Official death certification numbers for cirrhosis over the period 1970-2002 were derived from the World Health Organization (WHO) database (WHO Statistical Information System, 2006b) for 28 European countries, plus separately England and Wales, and Scotland. European Union (EU) as a whole included the 27 countries as to January 2007. For Belgium, data were available only up to 1996, for Denmark up to 2001, and for Switzerland up to 1992. Data for Croatia were available only since 1985, for the Czech Republic since 1986, for Estonia since 1994, for Latvia since 1996, for Lithuania since 1993, for Slovakia since 1992 and for Slovenia since 1985. No data was available for Cyprus.

During the calendar period considered, three different Revisions of the International Classification of Diseases (ICD) were used (WHO, 1967; WHO, 1977; WHO, 1992). Since no appreciable change was introduced in the coding procedures of deaths from cirrhosis during this period, classification of cirrhosis deaths was recoded, for all calendar periods and countries, according to the Tenth Revision of the ICD (WHO, 1992).
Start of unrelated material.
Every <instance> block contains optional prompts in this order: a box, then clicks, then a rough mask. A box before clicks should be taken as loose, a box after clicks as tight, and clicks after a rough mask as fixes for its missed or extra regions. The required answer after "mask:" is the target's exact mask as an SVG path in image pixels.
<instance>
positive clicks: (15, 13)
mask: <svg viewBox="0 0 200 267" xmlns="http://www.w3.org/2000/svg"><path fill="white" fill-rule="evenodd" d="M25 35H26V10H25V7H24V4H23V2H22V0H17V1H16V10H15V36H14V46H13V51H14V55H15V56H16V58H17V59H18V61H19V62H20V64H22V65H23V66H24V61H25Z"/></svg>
Estimates of the resident populations, based on official censuses, were also obtained from the WHO database (WHO Statistical Information System, 2006b). From the matrices of the certified deaths and resident populations, age-specific rates for each five-year age group and calendar period were computed. Age-standardized rates per 100,000 population, at all ages and truncated at age 35 to 64 years, were computed using the direct method based on the world standard population (Doll and Smith, 1982). In a few countries, data were missing for one or more calendar years. No extrapolation was made for missing data.

 

Joinpoint regression analysis was used to identify years where a significant change in the linear slope (on a log scale) of the temporal trend occurred (Chu et al, 1999; Kim et al, 2000). This analysis chooses the best fitting point(s) (called joinpoint(s)) at which the trend changes significantly. The analysis starts with the assumption of constant change in rate over time (i.e., no joinpoint, which is a straight line, on a log scale), and then tests whether one or more joinpoints (up to 3) are significant and must be added to the model. In the final model each joinpoint (if any) informs of a significant change in trend (including both changes in direction or in the rate of increase/decrease). The estimated annual percent change (APC) is then computed for each of the identified trends by fitting a regression line to the natural logarithm of the rates using calendar year as a regressor variable. In the graphs, lines are used to represent the predicted trend in the joinpoint analysis, and symbols to represent the observed rates. Joinpoint regression models are performed using the “Joinpointsoftware from the Surveillance Research Program of the US National Cancer Institute (National Cancer Institute, 2005).

Alcohol consumption data (litres of ethanol per year) for selected countries were derived from the WHO (WHO Statistical Information System, 2006a).